A couple of days ago when I read through this chapter, I wouldn`t have told the Lord I was struggling with these truths but He knows me even better than I know myself. What a beautiful chapter in Isaiah 62. I have often read this chapter and thought solely of self; that these words are being spoken through Isaiah from God to me about my redemption and salvation in Jesus Christ. And though there is truth hidden in each scripture as the Spirit brings it to light, this passage is actually Isaiah`s heart cry for the church.
Several months ago I remember sharing struggles I was having in my faith related to community and church fellowship with a trusted friend and after each conversation I had with her I remember saying if I would only pray more than I would complain...
About the church. About brokenness. About how people fail us and hurt us and abandon us at our worst. About the one people on earth who are suppose to encourage us and love us and how they just don`t meet our expectations. But that is the thing. The church is not just meant for ME. I have to get past ME. The church is US. The church is the BODY.
Matthew Henry`s commentary says this in summing up this chapter. "The Son of God here assures his church of his unfailing love, and his pleading for her under all trails and difficulties." I see so much beauty in this passage that I may have never seen before. I see such a passion in Christ for his church, for his people. I see the story of a prostitute who sees her life as wasted and worthless yet Jesus finds her and she repents and finds herself restored. This is the church. Brokenness being made new- but first we all have to deal with the fact that we are broken and we will remain in a broken world.
And so with us in the moment we accept Christ we are given a new name. He crowns us washed, righteous, justified, forgiven, beautiful in his sight, new, beloved. He takes our sin, shame, guilt, ugliness and he restores us 100 fold. And in and through this process he gives us the church. It is a gift. Isaiah says she is the crown of his glory, a royal diadem in the hand of God.
I don`t really know that much about the church, it is a subject in scripture I have not thoroughly studied and it is honestly not one of my greatest passions. But in Isaiah`s words I find myself reminded that I play a part in this body. As I shared with my friend months ago about frustrations just in the last month really I have seen God bring healing and beauty in some of those broken places. And I am really glad I didn`t give up and walk away. It is so much easier to give up and walk away.

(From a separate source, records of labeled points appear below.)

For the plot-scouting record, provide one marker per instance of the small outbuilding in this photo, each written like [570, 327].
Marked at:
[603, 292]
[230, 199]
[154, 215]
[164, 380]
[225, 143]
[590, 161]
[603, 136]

so much easier to focus on the sin and the shame instead of the beauty and the change.
Thou shalt no more be termed Forsaken; neither shall thy land any more be termed Desolate: but thou shalt be called Hephzibah, and thy land Beulah:
for the LORD delighteth in thee, and thy land shall be married.
I love these promises. Regardless of what the day brings and how I feel I see the church or the body of believers I know these promises are true. I know they were and they will be. No longer forsaken or desolate... for the LORD delighteth in thee and they land shall be married.